Once you find the best spot, put the sub there and then listen from the main listening position.
Hopefully it will sound much better.


----------



## tonyvdb (Sep 5, 2007)

The extra size to the room is certainly not helping that's a decent size room for only a 10" to pressurize but as chasehint said start by doing the crawl test to determine the best position for the sub.


----------



## Tom V. (Jul 12, 2012)

chashint said:


> Placement could be the problem.
> Sit the sub in the primary listening position and crawl (yes crawl) around the room listening for when the sub sounds good.
> Once you find the best spot, put the sub there and then listen from the main listening position.
> Hopefully it will sound much better.


 +1

Corners often work well, particularly corners near the key seating(when the sub may be small for room size). Also, don't forget to re-tweak levels and phase each time you try a new spot.

Tom V.


----------



## Reefdvr27 (Aug 1, 2012)

Tom V. said:


> +1
> 
> Corners often work well, particularly corners near the key seating(when the sub may be small for room size). Also, don't forget to re-tweak levels and phase each time you try a new spot.
> 
> Tom V.


I agree on corners. My XV-30's came to life when I moved them from the near field seating position to about 11 ft away in to each of the front corners. I was surprised by the gain considering that the subs were pretty much end tables to my seats. The Triax's will be going in the same corners.


----------



## chashint (Jan 12, 2011)

Horrorfan33 said:


> So, I'm just about finished my garage theater conversion..It's just a 5.1 set up right now...The sub is a Polk psw110...I was using this in my living room (12x16) and it would shake the walls..I now have it out in my dedicated theater (16x25)..I have it at about 75% up on the sub and +3 on my receiver...It sounds nothing like it did in my living room, even after turning it up...It just seems like a mid range and doesn't hit the lows as much..Is it just because of the size of the room, or do the acoustics play a bigger part??...Should I add another sub or just get one nicer one??
> I figure I could sell the one I have for about $120..So I would have a total budget of $400 to spend on a new one..
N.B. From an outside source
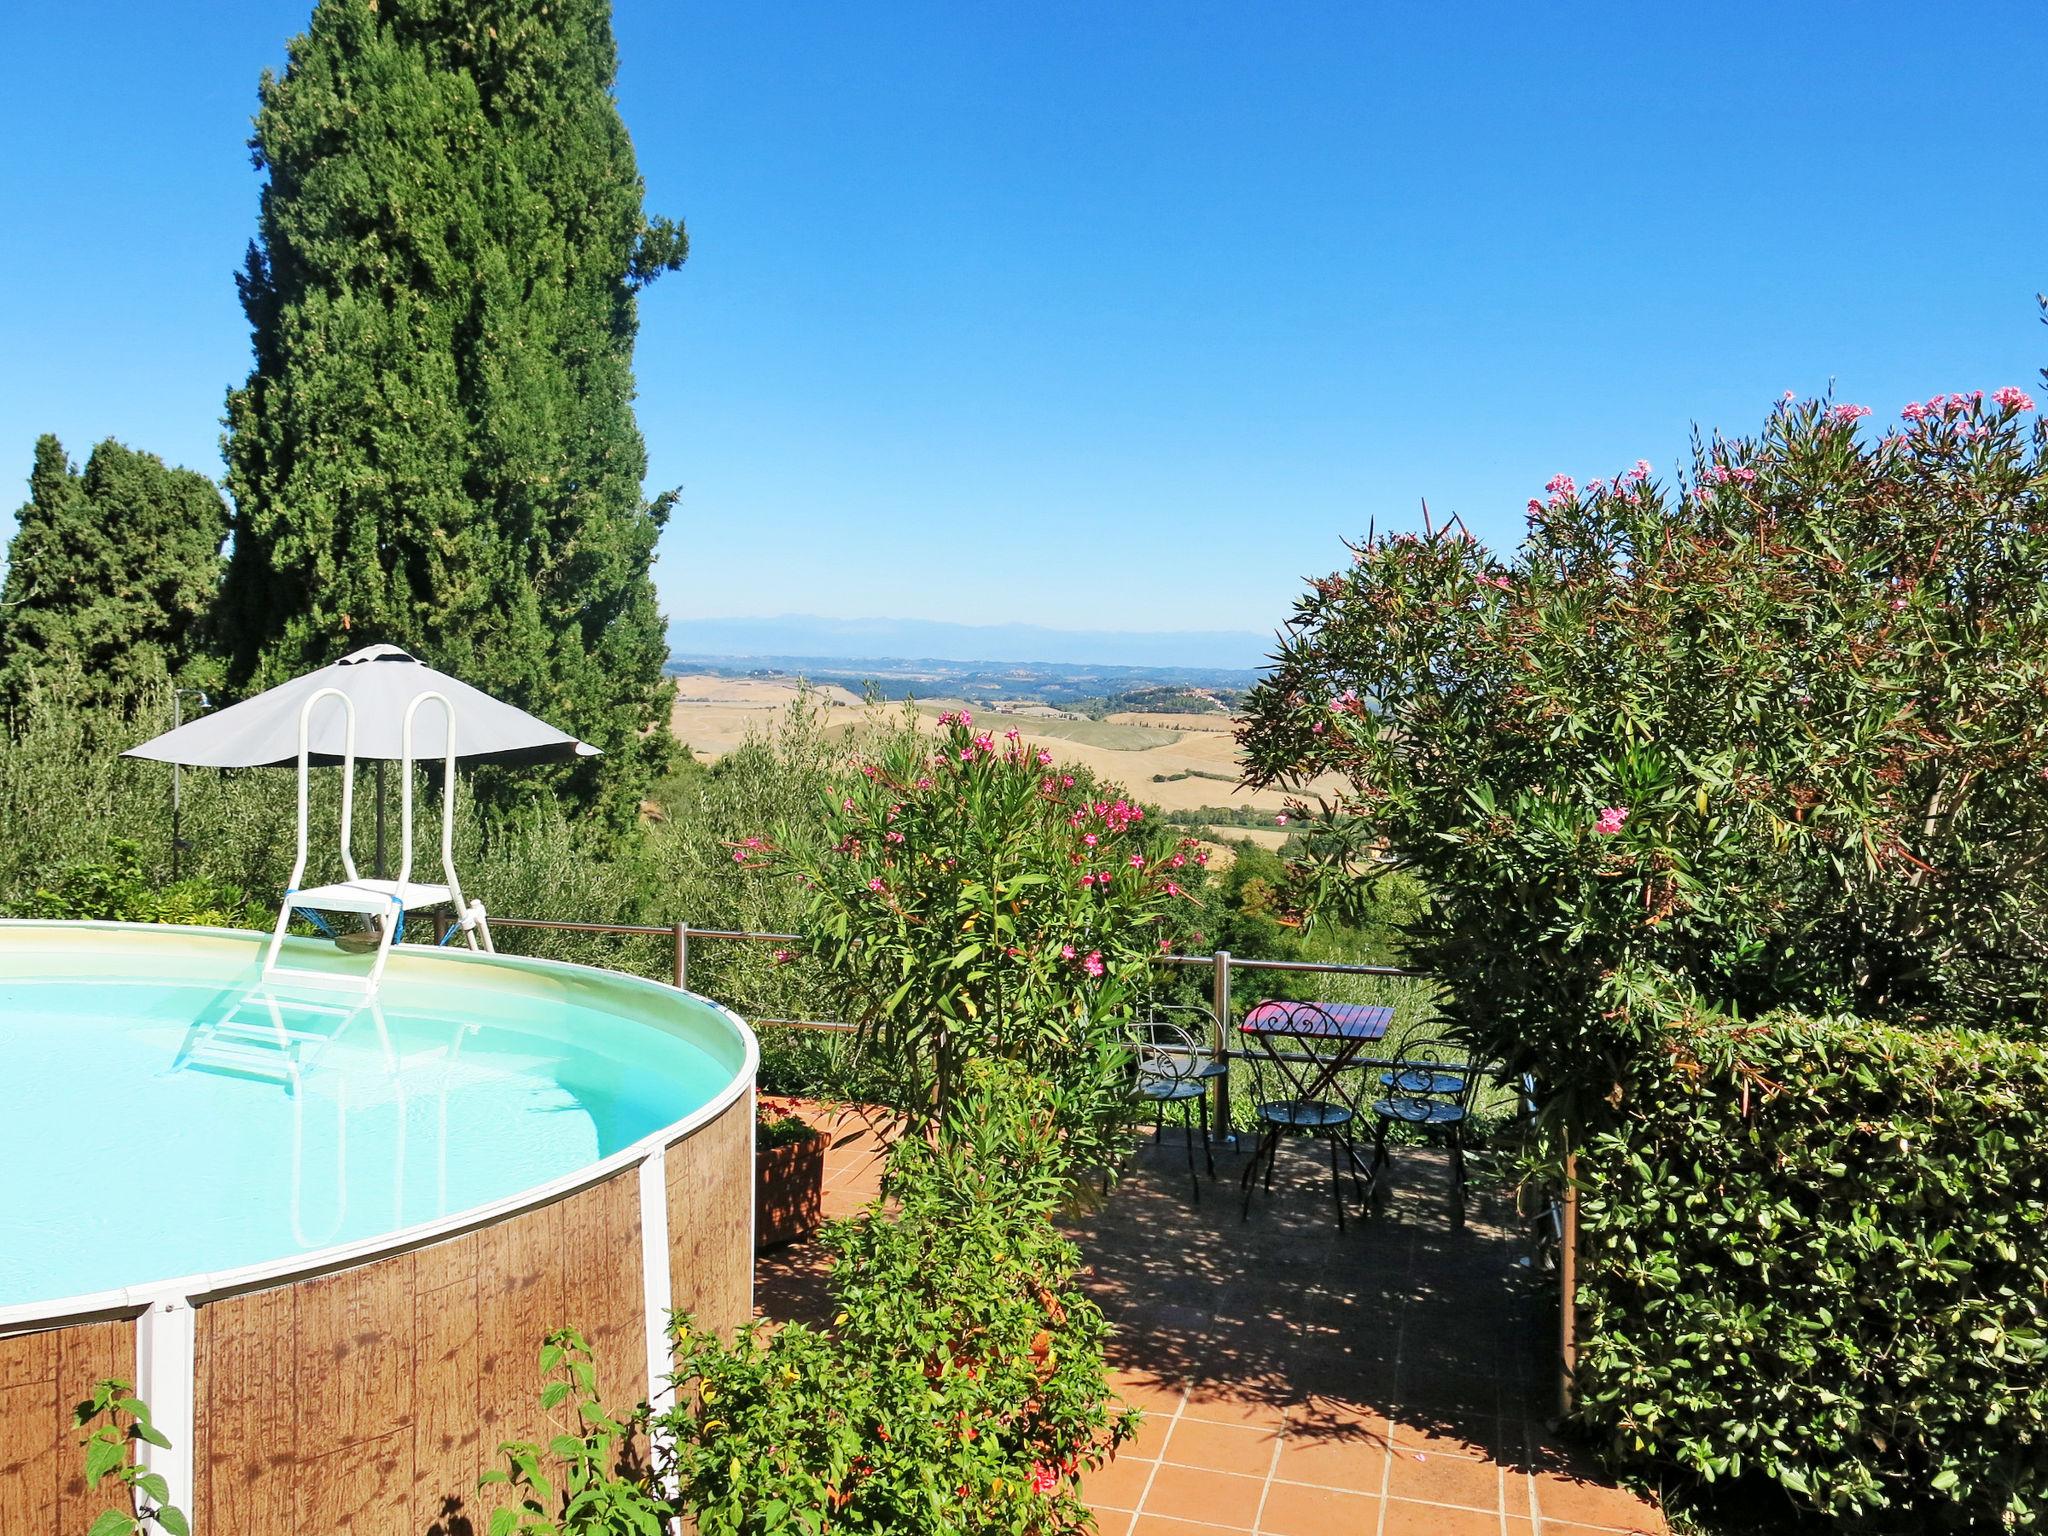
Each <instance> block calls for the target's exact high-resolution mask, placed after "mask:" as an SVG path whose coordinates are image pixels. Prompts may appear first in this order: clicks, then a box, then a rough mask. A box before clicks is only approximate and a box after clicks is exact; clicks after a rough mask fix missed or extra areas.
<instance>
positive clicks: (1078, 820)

Any luck with repositiong the sub ?


----------



## Horrorfan33 (Jun 11, 2013)

I'm making some acoustic panels first, then I will try the "subwoofer crawl" to see if that helps, along with the panels..


----------



## tesseract (Aug 9, 2010)

Acoustic panels are not going to affect low frequencies. They can help with FR 80 Hz and above if they are at least 4" thick and made of fiber (not foam).


----------



## Horrorfan33 (Jun 11, 2013)

Got it!..Thanks for that..."Learn something new everyday"!!


----------